FTC Goes After Bogus Online High Schools

     PHOENIX (CN) – Arizona companies have bilked people nationwide for millions of dollars by selling them phony “diplomas” online and claiming to be an accrediting agency, the FTC claims in court.
     Capitol Network Distance Learning Programs and its co-defendants charge $135 to $249 for a bogus “diploma” and have taken “millions of dollars” for it, the Federal Trade Commission claims in its Feb. 8 federal lawsuit.
     They operate out of multiple addresses in Scottsdale and Phoenix, and have defrauded people in two languages for more than a decade with a string of phony “high school” names, nine of which are listed in the complaint, the FTC says.
     It also sued Capital Network Digital Licensing Programs, Veritas Sales and the three companies’ owners and officers: Nicholas A. Pollicino, Adam F. Pollicino, and Anthony J. Clavien.
     “Since at least 2004, defendants have operated several online ‘high schools’ that sell fake high school diplomas to consumers nationwide,” the complaint states.
     They claim, falsely that their “diplomas” are equivalent to a real high school diploma or a G.E.D., that they can be used to seek work or college admission, and “that the Capitol Network for Distance Learning Programs is an independent, third-party accrediting body that objectively evaluates and accredits defendants’ online schools,” the FTC says.
     But it’s all nonsense, the FTC says: “In reality, defendants do not operate accredited online high schools and do not issue valid high school credentials. Consumers are only required to pay a fee and pass a nominal test in order to obtain a ‘diploma.’ In fact, defendants’ programs require no coursework or preparation before taking the test, and the test itself offers hints to help consumers select the correct answers. As a result, defendants’ so-called diplomas are virtually worthless. In numerous instances, consumers who attempt to enroll in college, apply for jobs, or join the military using defendants’ diplomas learn that defendants’ programs are unaccredited and that the diplomas are invalid.”
     They push their product online in English and Spanish, and use bogus school names that have included, Lincoln High School, Penn Capitol High School, Heritage High School, County High School, Metro High School, Franklin High School and Liberty High School, according to the FTC.

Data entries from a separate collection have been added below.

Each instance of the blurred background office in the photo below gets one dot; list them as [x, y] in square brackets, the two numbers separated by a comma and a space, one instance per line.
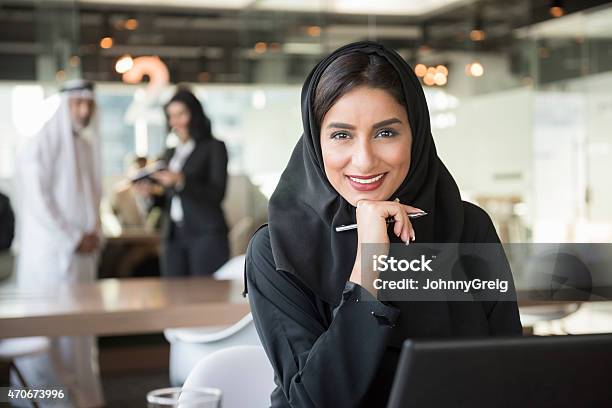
[519, 95]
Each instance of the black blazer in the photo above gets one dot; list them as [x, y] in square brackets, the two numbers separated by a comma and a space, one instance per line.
[205, 172]
[7, 223]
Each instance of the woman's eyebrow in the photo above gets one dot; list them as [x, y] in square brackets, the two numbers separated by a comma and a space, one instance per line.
[339, 125]
[386, 122]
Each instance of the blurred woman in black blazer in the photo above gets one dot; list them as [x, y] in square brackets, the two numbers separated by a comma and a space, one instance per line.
[194, 228]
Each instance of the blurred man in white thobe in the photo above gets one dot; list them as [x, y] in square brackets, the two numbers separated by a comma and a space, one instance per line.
[60, 189]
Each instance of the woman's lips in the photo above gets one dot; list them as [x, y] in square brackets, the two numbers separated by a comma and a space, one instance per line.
[366, 183]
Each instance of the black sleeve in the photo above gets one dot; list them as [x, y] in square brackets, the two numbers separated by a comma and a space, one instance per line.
[503, 316]
[316, 364]
[7, 223]
[213, 189]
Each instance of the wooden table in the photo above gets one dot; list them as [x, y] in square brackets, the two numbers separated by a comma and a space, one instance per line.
[121, 306]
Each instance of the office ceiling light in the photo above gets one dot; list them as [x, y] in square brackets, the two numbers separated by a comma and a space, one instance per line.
[477, 35]
[124, 64]
[131, 24]
[313, 31]
[440, 79]
[556, 8]
[428, 79]
[442, 69]
[420, 70]
[106, 43]
[474, 69]
[260, 47]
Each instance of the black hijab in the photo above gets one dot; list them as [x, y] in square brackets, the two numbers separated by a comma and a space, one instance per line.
[305, 209]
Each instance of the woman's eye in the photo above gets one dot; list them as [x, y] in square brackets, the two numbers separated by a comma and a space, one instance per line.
[339, 136]
[386, 133]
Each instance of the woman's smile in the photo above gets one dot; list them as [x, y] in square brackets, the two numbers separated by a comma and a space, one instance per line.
[366, 183]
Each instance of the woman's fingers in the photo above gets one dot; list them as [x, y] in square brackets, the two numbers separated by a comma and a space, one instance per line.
[411, 210]
[403, 227]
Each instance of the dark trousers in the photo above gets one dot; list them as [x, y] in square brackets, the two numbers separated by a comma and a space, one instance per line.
[193, 255]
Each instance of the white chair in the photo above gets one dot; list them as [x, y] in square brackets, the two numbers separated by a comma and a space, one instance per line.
[243, 374]
[12, 349]
[190, 345]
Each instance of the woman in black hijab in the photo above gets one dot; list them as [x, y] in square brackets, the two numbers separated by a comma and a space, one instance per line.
[366, 155]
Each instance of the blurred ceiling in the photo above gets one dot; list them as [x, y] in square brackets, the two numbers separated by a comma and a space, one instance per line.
[243, 41]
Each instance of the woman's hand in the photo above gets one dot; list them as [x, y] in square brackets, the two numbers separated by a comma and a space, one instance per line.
[168, 178]
[372, 229]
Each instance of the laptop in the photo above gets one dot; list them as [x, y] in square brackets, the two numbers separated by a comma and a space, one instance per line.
[556, 371]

     They lure people to their sites by using meta tags, such as “Ged” and “ged online” and post testimonials from “purported” customers.

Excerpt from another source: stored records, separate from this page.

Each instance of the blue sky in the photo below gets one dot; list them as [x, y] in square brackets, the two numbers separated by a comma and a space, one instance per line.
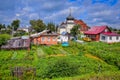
[92, 12]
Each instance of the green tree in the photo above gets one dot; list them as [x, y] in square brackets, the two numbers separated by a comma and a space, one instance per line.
[75, 30]
[37, 25]
[15, 24]
[4, 38]
[51, 26]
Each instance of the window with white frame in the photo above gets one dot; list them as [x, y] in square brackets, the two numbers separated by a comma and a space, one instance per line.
[48, 38]
[43, 39]
[54, 38]
[110, 37]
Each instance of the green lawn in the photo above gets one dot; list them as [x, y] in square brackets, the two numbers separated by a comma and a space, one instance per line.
[95, 59]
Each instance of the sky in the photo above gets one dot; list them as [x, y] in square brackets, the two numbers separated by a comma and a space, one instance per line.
[92, 12]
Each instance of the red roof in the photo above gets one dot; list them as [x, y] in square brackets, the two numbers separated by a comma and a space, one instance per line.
[111, 34]
[96, 30]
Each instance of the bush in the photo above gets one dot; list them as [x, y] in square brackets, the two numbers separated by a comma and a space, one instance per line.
[4, 38]
[62, 68]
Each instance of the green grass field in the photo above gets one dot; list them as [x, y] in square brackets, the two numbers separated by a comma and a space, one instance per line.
[95, 60]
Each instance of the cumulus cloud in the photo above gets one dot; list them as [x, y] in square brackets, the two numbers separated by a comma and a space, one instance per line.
[92, 12]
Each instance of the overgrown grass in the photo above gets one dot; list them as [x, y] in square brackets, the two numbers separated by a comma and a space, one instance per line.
[76, 53]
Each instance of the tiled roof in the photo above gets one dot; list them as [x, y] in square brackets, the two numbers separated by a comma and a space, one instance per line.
[96, 30]
[111, 34]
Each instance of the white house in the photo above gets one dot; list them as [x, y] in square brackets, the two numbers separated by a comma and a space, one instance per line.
[109, 37]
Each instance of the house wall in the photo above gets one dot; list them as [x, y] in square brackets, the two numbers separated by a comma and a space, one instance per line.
[48, 40]
[94, 37]
[108, 40]
[62, 30]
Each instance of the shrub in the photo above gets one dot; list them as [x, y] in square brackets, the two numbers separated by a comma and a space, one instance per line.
[4, 38]
[62, 68]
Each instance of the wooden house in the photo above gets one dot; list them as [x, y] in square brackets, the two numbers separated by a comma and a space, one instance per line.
[102, 33]
[45, 37]
[17, 43]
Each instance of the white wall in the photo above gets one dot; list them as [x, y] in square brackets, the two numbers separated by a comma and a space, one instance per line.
[107, 38]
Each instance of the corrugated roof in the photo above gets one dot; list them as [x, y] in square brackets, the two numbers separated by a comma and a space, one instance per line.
[96, 30]
[111, 34]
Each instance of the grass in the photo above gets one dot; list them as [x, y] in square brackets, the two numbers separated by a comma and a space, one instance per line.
[95, 59]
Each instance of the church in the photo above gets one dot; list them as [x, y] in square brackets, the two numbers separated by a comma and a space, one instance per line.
[70, 23]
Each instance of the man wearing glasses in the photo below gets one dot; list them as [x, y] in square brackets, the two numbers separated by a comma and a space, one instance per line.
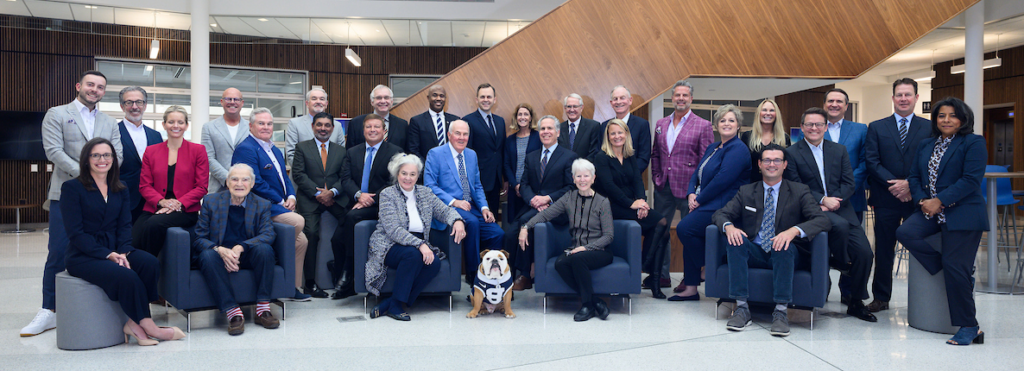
[134, 138]
[220, 136]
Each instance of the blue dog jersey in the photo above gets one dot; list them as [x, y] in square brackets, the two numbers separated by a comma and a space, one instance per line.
[494, 290]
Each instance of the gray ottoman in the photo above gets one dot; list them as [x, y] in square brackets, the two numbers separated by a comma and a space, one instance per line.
[86, 318]
[927, 305]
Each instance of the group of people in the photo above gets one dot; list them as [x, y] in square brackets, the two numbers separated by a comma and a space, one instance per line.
[437, 171]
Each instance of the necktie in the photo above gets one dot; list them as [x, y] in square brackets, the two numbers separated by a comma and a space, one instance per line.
[902, 132]
[464, 179]
[366, 169]
[768, 222]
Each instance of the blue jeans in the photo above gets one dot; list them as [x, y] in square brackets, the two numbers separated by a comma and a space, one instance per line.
[748, 255]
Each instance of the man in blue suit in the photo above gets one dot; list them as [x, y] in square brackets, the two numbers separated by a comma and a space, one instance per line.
[487, 139]
[134, 138]
[453, 172]
[272, 182]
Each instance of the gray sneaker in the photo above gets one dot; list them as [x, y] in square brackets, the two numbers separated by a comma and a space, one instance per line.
[779, 324]
[740, 319]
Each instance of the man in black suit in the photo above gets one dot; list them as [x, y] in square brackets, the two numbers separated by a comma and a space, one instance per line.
[486, 137]
[367, 176]
[889, 152]
[546, 176]
[318, 166]
[395, 128]
[429, 129]
[581, 134]
[134, 138]
[824, 167]
[785, 216]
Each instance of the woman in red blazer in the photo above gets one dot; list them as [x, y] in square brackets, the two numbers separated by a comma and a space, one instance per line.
[174, 178]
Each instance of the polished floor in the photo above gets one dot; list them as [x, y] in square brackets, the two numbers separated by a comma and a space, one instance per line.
[658, 335]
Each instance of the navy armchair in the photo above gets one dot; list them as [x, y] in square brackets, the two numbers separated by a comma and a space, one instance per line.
[622, 278]
[184, 288]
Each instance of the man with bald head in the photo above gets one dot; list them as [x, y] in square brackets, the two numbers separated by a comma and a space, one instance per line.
[220, 136]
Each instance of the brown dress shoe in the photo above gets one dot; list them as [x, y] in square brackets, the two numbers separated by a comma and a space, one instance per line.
[877, 305]
[237, 325]
[267, 321]
[522, 283]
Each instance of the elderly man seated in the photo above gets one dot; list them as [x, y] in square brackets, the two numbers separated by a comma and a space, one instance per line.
[235, 233]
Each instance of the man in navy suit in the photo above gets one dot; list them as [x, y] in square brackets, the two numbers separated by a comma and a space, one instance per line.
[134, 138]
[429, 129]
[272, 182]
[889, 150]
[453, 172]
[487, 139]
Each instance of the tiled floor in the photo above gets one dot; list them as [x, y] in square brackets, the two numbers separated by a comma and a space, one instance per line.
[658, 335]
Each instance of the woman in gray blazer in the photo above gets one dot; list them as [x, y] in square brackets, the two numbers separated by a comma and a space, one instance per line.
[401, 240]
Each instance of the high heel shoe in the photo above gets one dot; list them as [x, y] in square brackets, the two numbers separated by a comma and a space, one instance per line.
[144, 341]
[967, 336]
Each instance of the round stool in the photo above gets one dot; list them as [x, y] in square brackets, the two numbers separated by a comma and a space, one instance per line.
[927, 305]
[86, 318]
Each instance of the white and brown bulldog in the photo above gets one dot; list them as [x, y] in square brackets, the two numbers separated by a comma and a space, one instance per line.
[493, 285]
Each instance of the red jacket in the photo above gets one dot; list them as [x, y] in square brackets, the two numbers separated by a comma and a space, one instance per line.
[192, 175]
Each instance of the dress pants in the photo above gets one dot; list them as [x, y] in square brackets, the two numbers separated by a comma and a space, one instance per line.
[150, 232]
[258, 258]
[887, 219]
[749, 255]
[576, 269]
[960, 249]
[133, 289]
[411, 274]
[56, 246]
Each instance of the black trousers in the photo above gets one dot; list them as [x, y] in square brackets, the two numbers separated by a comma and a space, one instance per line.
[311, 230]
[133, 288]
[576, 269]
[887, 219]
[960, 248]
[150, 232]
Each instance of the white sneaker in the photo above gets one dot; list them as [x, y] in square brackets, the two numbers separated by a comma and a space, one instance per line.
[45, 320]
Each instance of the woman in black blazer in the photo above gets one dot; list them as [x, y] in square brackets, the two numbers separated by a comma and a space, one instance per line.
[97, 218]
[945, 182]
[619, 178]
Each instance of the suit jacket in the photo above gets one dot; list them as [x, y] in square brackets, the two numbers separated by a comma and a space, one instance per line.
[852, 135]
[213, 221]
[887, 160]
[679, 165]
[220, 148]
[795, 207]
[192, 174]
[839, 173]
[308, 172]
[132, 166]
[723, 174]
[556, 178]
[588, 140]
[397, 129]
[423, 133]
[301, 129]
[268, 183]
[64, 137]
[958, 181]
[489, 146]
[95, 228]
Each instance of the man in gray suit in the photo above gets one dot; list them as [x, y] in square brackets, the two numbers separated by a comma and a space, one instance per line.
[66, 129]
[220, 136]
[300, 128]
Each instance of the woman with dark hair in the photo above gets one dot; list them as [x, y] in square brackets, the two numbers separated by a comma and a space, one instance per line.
[945, 182]
[97, 218]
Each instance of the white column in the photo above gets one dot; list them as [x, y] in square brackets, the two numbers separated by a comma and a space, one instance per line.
[200, 67]
[974, 55]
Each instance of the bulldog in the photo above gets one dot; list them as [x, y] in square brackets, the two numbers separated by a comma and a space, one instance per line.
[493, 285]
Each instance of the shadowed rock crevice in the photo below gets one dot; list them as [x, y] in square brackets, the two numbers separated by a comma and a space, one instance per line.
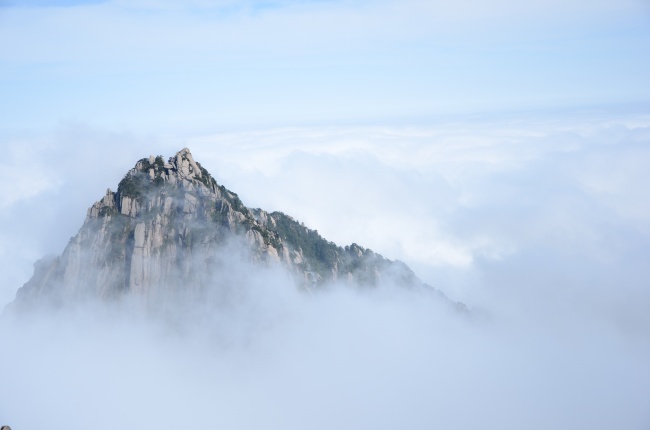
[162, 231]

     The defendants did not return emailed requests for comment Tuesday.
     The FTC seeks temporary and permanent injunctions, freezing of assets, refunds, restitution, disgorgement, rescission of contracts and “other relief” for deceptive trade, unjust enrichment and violations of the FTC Act.
     A message on the Capitol High School home page, checked Tuesday morning, states in large, bold letters “ATTENTION: CNDLP is not accepting new students at this time.”